All roads lead from Greece (and one thing leads to another).We all know about Grecian tragedies but there has not been one like this before. After months and months of dithering, EU leaders “jaw-dropped” world markets by announcing a 750bn euros rescue package and coupled it with direct purchases of Greek, Portuguese and Spanish debt. Greece had been running a casino larger than the whole of Las Vegas and Reno together. Not only that, beaurocrats and non-tax- paying citizens had been betting against the house for seemingly ages with the help of an elution performed by our friends at Goldman Sachs. What might work in the short term but it ends in tears. The house known as the big global market always wins in the end. And so it did with Greece that is well and truly a busted flush.

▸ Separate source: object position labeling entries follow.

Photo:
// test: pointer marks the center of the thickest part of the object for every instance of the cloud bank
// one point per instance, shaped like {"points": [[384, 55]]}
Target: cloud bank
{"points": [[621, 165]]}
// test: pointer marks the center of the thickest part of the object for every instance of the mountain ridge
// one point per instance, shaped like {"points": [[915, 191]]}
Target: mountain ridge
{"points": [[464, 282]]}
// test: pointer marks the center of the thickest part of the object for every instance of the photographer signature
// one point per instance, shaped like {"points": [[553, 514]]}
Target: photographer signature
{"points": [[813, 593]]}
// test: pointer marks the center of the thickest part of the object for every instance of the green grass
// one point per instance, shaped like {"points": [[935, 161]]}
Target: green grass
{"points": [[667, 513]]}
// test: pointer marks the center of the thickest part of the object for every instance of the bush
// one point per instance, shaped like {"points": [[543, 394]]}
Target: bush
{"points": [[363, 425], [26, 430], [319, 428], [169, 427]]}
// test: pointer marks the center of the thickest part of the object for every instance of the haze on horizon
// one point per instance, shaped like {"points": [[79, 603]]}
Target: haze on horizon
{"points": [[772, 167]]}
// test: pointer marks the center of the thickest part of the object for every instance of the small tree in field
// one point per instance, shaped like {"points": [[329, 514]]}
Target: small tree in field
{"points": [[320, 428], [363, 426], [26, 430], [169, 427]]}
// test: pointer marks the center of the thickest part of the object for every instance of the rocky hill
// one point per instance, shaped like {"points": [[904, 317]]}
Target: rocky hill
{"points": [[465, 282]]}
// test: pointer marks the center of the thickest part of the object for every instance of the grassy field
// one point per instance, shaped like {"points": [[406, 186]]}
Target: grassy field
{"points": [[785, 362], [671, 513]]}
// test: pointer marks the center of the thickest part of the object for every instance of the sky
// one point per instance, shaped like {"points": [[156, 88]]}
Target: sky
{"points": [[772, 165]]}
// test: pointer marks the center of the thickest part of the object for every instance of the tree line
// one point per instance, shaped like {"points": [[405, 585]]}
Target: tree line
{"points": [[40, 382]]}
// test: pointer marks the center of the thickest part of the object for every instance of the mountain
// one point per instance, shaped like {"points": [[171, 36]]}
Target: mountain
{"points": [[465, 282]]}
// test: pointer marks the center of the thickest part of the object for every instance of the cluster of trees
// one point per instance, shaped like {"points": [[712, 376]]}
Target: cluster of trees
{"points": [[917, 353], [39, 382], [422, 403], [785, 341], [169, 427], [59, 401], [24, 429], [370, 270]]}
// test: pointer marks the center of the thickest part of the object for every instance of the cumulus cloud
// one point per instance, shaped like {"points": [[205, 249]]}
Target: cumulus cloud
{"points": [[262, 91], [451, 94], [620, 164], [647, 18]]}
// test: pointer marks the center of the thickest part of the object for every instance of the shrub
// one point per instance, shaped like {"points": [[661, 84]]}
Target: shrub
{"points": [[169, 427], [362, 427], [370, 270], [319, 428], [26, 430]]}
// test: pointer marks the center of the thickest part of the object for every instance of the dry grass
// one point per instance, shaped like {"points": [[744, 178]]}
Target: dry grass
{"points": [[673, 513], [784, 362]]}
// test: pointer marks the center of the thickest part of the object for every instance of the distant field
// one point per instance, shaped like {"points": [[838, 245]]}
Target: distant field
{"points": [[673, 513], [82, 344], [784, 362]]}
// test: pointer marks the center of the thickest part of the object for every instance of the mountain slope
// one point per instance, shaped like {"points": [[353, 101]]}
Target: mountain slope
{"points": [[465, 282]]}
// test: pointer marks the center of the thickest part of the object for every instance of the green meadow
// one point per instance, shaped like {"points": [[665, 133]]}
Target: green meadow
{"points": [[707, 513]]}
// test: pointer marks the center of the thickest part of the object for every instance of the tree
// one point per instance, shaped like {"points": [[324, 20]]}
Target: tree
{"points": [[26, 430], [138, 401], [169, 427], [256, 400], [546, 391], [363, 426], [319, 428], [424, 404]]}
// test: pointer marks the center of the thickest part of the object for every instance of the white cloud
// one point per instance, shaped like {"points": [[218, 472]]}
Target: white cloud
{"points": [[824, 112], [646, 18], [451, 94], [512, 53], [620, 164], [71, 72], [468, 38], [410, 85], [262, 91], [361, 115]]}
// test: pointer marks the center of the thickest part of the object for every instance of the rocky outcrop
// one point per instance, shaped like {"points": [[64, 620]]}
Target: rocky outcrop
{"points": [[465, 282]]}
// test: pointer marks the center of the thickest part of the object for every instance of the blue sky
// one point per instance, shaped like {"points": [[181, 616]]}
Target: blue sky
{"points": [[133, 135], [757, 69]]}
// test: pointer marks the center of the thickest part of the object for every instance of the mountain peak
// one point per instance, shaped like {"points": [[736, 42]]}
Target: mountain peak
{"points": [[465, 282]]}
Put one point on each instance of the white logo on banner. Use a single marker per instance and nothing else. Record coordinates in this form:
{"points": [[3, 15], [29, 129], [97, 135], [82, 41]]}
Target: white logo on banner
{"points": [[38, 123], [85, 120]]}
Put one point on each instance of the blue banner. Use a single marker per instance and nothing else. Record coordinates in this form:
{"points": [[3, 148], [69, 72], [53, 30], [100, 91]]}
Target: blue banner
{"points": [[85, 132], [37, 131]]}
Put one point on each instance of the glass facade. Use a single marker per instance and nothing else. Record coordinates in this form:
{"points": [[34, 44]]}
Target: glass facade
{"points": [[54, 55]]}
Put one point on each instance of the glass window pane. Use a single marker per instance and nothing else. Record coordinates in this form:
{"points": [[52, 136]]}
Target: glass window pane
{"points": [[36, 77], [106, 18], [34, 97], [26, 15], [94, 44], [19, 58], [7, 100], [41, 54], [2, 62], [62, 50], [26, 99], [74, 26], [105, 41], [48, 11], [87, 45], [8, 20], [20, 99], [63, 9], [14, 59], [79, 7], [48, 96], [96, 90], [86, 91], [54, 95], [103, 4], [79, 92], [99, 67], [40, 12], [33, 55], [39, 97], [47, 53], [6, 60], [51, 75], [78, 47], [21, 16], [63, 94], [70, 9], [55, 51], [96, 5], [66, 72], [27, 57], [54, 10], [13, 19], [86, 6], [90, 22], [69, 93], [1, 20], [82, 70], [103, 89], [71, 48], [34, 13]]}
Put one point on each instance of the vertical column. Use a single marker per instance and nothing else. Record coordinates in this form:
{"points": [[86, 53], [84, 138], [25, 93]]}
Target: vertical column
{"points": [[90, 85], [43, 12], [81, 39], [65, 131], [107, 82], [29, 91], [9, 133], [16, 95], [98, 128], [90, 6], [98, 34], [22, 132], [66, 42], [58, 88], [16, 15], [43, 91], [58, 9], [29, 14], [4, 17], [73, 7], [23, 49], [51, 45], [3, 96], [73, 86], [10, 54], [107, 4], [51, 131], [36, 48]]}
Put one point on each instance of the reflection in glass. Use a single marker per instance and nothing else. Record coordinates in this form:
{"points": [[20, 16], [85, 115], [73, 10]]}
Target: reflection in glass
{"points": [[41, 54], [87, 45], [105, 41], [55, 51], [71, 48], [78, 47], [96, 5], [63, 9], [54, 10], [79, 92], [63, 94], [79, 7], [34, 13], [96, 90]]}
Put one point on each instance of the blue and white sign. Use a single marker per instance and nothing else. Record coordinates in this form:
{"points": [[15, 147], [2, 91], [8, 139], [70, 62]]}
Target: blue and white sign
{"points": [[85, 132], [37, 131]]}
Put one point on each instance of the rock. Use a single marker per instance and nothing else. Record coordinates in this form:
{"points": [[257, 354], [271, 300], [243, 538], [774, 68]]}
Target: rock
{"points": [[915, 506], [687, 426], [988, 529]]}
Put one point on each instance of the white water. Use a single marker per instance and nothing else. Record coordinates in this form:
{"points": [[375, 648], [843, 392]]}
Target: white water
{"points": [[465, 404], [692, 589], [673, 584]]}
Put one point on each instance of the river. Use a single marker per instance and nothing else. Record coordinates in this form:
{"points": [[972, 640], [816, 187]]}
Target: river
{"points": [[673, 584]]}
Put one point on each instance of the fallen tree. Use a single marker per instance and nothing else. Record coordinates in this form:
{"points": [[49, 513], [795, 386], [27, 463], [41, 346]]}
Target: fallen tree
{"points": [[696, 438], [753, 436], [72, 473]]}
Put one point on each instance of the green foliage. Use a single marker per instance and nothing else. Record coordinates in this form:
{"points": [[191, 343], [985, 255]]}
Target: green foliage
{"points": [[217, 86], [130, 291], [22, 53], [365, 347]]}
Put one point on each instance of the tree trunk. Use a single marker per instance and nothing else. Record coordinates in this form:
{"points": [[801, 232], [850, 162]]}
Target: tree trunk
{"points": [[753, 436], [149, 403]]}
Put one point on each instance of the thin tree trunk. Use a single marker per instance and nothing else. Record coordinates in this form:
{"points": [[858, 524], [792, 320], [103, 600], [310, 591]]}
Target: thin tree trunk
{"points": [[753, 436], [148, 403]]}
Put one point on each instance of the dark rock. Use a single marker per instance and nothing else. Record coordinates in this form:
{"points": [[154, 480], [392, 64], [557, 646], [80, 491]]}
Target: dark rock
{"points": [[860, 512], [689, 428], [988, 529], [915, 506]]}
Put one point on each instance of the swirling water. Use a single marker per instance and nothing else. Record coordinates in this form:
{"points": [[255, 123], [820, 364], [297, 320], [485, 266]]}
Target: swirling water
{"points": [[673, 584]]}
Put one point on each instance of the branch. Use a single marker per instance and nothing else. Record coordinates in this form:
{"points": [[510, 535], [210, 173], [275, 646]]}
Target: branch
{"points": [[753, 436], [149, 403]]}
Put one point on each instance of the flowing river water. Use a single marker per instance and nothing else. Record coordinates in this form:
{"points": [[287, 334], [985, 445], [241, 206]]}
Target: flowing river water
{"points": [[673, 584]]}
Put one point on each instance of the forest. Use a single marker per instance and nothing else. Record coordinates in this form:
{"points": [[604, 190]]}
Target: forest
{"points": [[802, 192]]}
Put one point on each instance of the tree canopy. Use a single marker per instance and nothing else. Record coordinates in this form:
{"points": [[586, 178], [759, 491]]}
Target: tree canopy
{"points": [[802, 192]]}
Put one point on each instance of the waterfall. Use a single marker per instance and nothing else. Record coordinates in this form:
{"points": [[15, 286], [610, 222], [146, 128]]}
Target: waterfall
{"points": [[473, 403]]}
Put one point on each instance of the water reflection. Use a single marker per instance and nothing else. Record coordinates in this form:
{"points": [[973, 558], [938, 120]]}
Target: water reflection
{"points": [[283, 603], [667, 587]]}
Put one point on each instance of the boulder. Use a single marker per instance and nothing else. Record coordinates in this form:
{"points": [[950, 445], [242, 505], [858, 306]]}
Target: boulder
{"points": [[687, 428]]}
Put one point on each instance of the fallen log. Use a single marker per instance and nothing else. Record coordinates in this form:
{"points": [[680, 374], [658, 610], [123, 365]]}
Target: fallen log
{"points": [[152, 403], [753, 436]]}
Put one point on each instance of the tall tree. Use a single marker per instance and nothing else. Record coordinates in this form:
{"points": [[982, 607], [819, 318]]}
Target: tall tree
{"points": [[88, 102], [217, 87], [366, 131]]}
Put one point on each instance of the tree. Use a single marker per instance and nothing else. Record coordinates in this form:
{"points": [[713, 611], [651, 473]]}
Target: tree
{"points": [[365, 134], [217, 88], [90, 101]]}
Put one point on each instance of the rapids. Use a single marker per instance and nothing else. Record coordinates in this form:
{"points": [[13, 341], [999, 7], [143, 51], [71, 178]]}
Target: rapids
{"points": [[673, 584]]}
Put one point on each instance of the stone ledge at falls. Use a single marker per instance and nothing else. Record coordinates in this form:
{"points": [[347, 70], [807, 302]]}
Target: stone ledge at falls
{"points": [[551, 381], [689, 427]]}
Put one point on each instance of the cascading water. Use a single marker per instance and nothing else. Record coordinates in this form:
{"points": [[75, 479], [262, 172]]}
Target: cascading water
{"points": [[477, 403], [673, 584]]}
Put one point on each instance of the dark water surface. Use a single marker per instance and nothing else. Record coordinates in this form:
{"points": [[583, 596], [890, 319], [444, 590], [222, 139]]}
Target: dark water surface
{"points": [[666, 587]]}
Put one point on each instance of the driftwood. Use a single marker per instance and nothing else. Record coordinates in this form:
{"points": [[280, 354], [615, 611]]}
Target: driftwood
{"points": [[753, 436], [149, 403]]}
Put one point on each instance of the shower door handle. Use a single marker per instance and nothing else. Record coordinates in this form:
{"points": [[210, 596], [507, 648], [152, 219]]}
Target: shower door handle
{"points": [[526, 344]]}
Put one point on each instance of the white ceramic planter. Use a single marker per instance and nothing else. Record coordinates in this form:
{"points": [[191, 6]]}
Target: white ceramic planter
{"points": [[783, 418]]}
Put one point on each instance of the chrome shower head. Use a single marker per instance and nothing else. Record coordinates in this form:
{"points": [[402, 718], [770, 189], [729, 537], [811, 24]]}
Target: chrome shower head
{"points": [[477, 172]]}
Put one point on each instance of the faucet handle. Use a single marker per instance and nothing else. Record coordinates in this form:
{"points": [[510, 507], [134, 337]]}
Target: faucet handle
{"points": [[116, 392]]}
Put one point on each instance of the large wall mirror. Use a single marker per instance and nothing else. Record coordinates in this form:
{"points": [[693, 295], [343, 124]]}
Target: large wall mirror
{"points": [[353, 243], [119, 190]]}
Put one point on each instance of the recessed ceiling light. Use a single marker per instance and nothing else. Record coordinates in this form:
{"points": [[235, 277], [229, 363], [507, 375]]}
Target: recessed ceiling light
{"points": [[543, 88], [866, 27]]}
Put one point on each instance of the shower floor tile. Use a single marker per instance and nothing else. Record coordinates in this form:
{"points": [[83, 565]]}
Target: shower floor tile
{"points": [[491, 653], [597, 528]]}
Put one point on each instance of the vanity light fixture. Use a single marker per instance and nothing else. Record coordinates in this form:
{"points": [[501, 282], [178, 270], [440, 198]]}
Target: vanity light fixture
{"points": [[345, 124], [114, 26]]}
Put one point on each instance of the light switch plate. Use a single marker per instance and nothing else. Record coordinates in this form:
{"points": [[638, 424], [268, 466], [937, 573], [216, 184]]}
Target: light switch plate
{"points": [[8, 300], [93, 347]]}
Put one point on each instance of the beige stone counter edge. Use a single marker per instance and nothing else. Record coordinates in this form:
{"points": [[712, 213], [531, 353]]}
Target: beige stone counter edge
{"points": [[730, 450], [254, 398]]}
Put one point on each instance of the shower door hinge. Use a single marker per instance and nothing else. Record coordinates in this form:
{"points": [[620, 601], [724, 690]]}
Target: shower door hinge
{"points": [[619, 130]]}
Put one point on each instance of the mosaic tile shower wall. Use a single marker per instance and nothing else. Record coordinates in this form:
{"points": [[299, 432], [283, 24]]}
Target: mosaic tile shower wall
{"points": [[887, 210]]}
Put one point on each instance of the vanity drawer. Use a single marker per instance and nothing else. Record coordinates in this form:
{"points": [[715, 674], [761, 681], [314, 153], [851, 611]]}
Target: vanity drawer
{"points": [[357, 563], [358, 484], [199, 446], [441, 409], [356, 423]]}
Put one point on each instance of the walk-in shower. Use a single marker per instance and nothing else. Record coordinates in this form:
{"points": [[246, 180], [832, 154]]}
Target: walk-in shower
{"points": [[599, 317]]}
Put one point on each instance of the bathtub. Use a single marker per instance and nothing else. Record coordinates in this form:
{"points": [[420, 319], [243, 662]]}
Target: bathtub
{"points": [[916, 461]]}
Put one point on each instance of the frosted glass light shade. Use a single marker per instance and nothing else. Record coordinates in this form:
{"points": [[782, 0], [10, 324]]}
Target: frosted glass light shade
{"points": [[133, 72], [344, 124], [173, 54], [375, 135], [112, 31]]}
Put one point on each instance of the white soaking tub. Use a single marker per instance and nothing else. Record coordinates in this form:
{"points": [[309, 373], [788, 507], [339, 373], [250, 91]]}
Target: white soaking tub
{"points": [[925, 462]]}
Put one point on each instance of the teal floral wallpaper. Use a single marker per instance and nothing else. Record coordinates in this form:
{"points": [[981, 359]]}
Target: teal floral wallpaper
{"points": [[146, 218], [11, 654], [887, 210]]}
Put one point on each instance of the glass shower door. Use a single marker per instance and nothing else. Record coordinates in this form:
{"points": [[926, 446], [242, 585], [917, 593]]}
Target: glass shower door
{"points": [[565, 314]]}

(One leading Grecian economist claimed that 75,000 extra civil servants had been recruited in the last one year alone “When the ones we already have, have nothing to do.”)
Whether the monetary intention was sound or not (we can liken it to our own QE programme as inflation rises rapidly), the roads from Greece creep ever closer and the ripple effect becomes a tsunami. What is happening is that foreign (to Greece that is) holders of Greek and Portuguese debt have leapt on the intervention by the EU to exit their positions. This leaves the eurozone taxpayers exposed. This weakens the euro and makes exports to euroland more expensive and decreases demand in the market taking 60% of UK exports.
The FTSE has dropped by over 12% in the time this tragedy has been unwinding and a new sovereign coin (banking on gold – the value of last resort) that fetched £164 a second or so ago, now cost £210. Very scary stuff and we all thought the credit crunch was bad. Quantitative easing to quantitative wheezing one might say.
The new UK coalition government is going to tighten our belt at last. Well it had better move real fast since Ireland, Greece, Portugal, Spain and now Italy are, inter alia, freezing public sector pay like a new ice-age has dawned. We are not in the EU monetary union but we sure are in the fiscal one. Our pension is starting to weep.